I would also recommend to others who enjoy Turing history to look into BBC4's video, "Dangerous Thoughts". You can find it on google videos.
Somewhere in Here is a Biography July 13, 2007 1 out of 2 found this review helpful
Leavitt spent a lot of time teaching himself mathematics and learning the early science of how computers worked. The problem is that he spends half the book going over the theorems of Turning and some of his contemporaries. This is all fine and good, if math is your thing. Zeta probabilities and the function of (prime numbers at n-1 or something like that) have no interest for the average laymen; and especially for those of us who never got past algebra and think calculus is hard skin on the bottom of your foot.
This makes the title sort of a double entendre, leaving all of us at the short end of the stick because if he learned it, he told it to us. Some of the explanations run eight or ten pages. This of course makes reading this short book (under 300 pages) even shorter, though it's like hitting yourself in the head, it only feels great when it's over.
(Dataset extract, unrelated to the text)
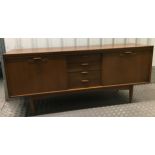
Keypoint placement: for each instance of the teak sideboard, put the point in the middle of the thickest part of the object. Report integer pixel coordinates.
(45, 71)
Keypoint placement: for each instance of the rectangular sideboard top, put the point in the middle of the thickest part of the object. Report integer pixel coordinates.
(71, 49)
If your a good skimmer and know where to look it's probably an enjoyable book. In my case I kept hoping that it would get more interesting but it never did.
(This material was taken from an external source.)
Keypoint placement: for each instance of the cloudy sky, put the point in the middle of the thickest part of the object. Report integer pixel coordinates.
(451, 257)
More on Turing's life (or maybe there just wasn't any more) would have been preferable to more on his mathematical findings.
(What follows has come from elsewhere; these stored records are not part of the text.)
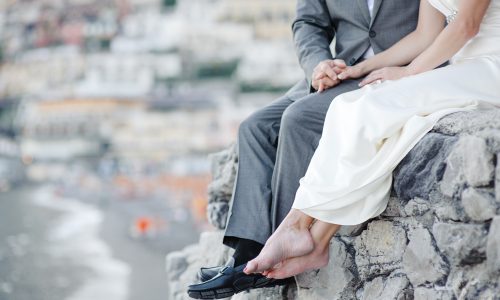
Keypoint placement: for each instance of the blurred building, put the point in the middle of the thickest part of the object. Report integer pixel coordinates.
(40, 71)
(126, 75)
(270, 19)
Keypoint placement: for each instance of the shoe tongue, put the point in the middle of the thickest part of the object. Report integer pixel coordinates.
(230, 262)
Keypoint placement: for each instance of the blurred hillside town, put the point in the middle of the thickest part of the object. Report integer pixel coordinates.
(134, 93)
(109, 110)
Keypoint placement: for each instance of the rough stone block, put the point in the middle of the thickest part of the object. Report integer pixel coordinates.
(335, 281)
(497, 180)
(479, 206)
(416, 207)
(478, 161)
(379, 248)
(176, 264)
(224, 169)
(461, 243)
(493, 246)
(395, 208)
(423, 167)
(394, 287)
(453, 177)
(421, 262)
(423, 293)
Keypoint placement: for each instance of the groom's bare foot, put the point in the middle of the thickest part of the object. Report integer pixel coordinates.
(317, 259)
(286, 242)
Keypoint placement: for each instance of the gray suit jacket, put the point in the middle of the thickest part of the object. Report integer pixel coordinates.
(319, 21)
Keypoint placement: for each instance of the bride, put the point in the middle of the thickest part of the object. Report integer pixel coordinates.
(369, 131)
not a bad airplane read July 12, 2007 0 out of 1 found this review helpful
Not bad over all, at times goes on a bit to much about his homosexuality. Main reason for 3 and not 4 stars is the title, nothing in the book deals how he "knew too much".
The Essential Turing Reading June 11, 2007 4 out of 4 found this review helpful
All students studying computer science are introduced to Alan Turing at one time or another. For most, this introduction takes the form of Turing as the inventor of the Turing Machine, a machine unbounded by time and memory that can solve any problem. Once the students perform some perfunctory exercises involving the use of a Turing machine to construct say, the solution to the dining philosophers problem, they promptly forget about Turing and his machine. Which is so sad. Turing can be rightly considered the father of the modern computer where data and memory are mapped to the same address space. This invention is typically attributed to John von Neumann, but the author of the book makes a point that behind von Neumann's contribution was Turing's hand. Turing went on, in his brief life spanning only 42 years, to work on cryptography (credited with decoding the German Enigma machines in World War II, albeit using the groundwork laid down by a Polish cryptographer, Martin Rejewski; see Simon Singh's Code Book reviewed in 2006), artificial intelligence (the Turing Test), and mathematics. The state saw to it that his genius would be, unfortunately, eclipsed by his sexuality. In 1952, Turing was convicted of "acts of gross indecency" after admitting sexual relations with a man. He was forced to undergo hormone therapy in the vain hope of "curing" him. Instead, what these pogroms did was to rob the scientific world of one of the greatest researchers of all times. Turing elected to end his life by biting into an apple laced with cyanide. It was apropos; his favorite fairy tale was Snow White and the Seven Dwarfs.